Vier Künstlerinnen die gegenständliche Malerei teilweise als Plattitüde platzieren.

Moka Sheung Yan Wong

Yun Wang

Jeanine Lehninger

Amanda Du

Moka Sheung Yan Wong kommt aus Hongkong, China und studierte in London, sowie Angewandten Kunst in Wien. Sie malt beeindruckend schön, ihre Sujets täuschen in der oberflächlichen Betrachtung. Eine gehäutete Frauendarstellung blickt schmerzfrei aus dem Bild, eine andere stellt ihre halbe Anatomie zur Schau und betrachtet ihrerseits den anonymen Rezipienten teilnahmslos. Wie durch eine Maske, aus einem Körper, der nicht mehr lebensfähig scheint, spricht Anmut aus ihren weichen Gesichtszügen.

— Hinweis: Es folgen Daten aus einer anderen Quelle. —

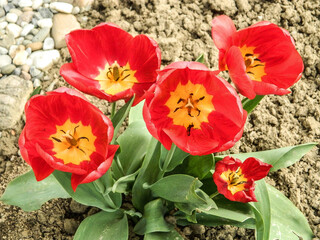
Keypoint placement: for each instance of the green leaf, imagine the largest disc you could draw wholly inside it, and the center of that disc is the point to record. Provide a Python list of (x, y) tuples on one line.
[(172, 235), (29, 194), (35, 92), (104, 226), (133, 142), (153, 219), (196, 166), (123, 184), (278, 158), (287, 221), (119, 117), (262, 211), (149, 173), (200, 59), (249, 105), (87, 194), (135, 113)]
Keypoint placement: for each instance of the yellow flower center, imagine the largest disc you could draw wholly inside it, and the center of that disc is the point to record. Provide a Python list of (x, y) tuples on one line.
[(73, 142), (235, 179), (254, 66), (189, 106), (114, 79)]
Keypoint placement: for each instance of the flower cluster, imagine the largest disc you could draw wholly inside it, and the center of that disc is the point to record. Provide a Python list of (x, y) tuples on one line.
[(186, 104)]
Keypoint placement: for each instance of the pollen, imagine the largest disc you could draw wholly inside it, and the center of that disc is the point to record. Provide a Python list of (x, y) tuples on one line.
[(73, 142), (254, 66), (235, 180), (115, 78), (190, 105)]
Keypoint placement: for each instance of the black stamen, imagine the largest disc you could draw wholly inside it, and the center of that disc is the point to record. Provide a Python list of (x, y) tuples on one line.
[(58, 140)]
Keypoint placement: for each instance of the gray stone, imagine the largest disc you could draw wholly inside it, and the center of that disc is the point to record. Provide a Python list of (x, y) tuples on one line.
[(45, 13), (5, 60), (41, 35), (8, 69), (14, 93)]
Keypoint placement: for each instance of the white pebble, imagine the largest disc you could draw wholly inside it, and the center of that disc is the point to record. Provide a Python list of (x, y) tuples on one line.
[(20, 58), (48, 43), (14, 29), (11, 17), (46, 22), (26, 29), (5, 60), (25, 3), (61, 7), (37, 3)]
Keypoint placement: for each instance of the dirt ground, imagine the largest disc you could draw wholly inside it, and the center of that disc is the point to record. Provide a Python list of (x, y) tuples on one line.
[(183, 31)]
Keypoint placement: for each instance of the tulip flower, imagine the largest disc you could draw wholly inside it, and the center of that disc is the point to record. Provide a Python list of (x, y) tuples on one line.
[(194, 109), (111, 64), (235, 180), (65, 132), (261, 59)]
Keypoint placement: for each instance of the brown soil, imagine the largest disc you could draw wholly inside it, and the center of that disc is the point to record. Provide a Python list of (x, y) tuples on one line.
[(182, 29)]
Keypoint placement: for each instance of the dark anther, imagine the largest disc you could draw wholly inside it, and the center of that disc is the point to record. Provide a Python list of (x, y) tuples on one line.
[(189, 129), (58, 140), (83, 138), (180, 100)]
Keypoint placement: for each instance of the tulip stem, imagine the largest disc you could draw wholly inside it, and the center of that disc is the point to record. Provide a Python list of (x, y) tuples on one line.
[(168, 157), (113, 109), (214, 194)]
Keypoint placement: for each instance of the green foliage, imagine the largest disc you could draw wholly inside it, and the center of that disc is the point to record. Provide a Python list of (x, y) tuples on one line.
[(278, 158), (29, 194), (104, 226), (152, 220), (196, 166), (118, 118), (250, 105), (88, 194)]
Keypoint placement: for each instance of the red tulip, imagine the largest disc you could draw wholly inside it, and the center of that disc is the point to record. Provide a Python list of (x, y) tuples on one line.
[(261, 59), (235, 180), (195, 109), (65, 132), (111, 64)]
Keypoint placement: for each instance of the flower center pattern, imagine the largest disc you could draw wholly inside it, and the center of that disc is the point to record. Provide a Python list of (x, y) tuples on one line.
[(73, 142), (115, 78), (189, 106), (254, 66), (235, 179)]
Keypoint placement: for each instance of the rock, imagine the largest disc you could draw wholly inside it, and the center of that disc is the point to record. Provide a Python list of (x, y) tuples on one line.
[(48, 44), (45, 13), (60, 28), (12, 17), (20, 58), (41, 35), (8, 69), (45, 22), (35, 46), (26, 17), (26, 29), (36, 83), (61, 7), (36, 4), (43, 60), (14, 93), (14, 29), (3, 51), (25, 3), (5, 60), (7, 41)]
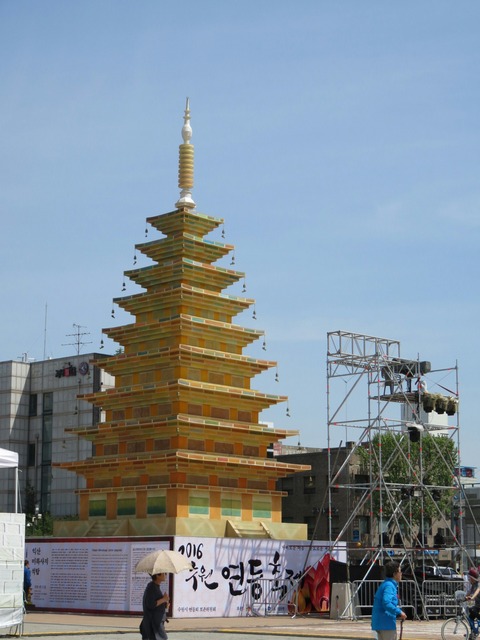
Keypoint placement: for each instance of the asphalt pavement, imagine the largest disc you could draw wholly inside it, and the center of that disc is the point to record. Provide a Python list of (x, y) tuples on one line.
[(40, 624)]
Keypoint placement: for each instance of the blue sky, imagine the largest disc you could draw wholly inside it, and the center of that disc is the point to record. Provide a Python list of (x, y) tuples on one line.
[(338, 139)]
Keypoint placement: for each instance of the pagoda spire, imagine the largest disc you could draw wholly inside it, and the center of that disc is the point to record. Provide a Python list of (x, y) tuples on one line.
[(185, 164)]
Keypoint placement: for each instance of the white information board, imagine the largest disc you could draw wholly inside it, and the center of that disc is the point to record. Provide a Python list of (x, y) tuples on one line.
[(97, 575)]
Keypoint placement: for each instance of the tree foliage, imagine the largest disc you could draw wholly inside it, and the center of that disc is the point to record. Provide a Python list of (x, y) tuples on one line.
[(421, 474)]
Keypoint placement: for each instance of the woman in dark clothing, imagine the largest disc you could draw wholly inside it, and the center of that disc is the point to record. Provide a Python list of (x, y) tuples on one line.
[(155, 605)]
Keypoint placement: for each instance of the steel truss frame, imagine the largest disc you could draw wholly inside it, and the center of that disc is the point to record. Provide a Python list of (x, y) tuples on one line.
[(377, 382)]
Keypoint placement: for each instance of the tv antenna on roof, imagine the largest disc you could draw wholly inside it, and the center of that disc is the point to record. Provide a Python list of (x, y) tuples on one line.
[(78, 335)]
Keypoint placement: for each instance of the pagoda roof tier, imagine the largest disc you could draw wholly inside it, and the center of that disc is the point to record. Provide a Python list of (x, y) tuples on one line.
[(218, 361), (197, 274), (92, 491), (181, 293), (181, 424), (182, 390), (184, 326), (184, 220), (181, 460), (185, 244)]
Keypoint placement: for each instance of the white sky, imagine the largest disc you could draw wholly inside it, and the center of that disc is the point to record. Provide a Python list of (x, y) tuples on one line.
[(339, 140)]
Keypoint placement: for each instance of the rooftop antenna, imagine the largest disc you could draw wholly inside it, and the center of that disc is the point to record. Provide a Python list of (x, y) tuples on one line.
[(185, 164), (45, 334), (78, 335)]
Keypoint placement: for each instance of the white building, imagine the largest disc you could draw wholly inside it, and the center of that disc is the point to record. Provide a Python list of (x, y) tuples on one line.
[(38, 405)]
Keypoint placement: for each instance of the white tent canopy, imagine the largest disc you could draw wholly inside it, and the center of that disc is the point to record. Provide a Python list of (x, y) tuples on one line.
[(9, 460)]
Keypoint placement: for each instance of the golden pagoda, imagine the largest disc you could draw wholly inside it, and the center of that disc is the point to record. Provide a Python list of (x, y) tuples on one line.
[(181, 450)]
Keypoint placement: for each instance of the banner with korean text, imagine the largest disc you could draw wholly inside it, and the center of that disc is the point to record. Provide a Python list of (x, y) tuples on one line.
[(229, 576)]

Sie bedient sich der großen malerischen Gesten auch aus der erzählerischen Tradition heraus und deren Möglichkeiten, wie wir sie aus frühen Darstellungen der chinesischen Kunst kennen.Yan Wong vollzieht einen Quantensprung im Gegenständlichen und es ist fast unvereinbar, sie auf ihre Herkunft und Kultur zu reduzieren, sie zeigt diese puppenhaft drapiert, kritisch, feminin und selbstbewusst mit ihrer Attitüde. Das wird auch in ihren performativen Arbeiten spürbar. Schrill, schräg geschminkt und mit viel Aufwand inszeniert, dominiert sie ihre Zeit, ihr Theater, ihre Schönheit und Sensibilität, ihre Weiblichkeit.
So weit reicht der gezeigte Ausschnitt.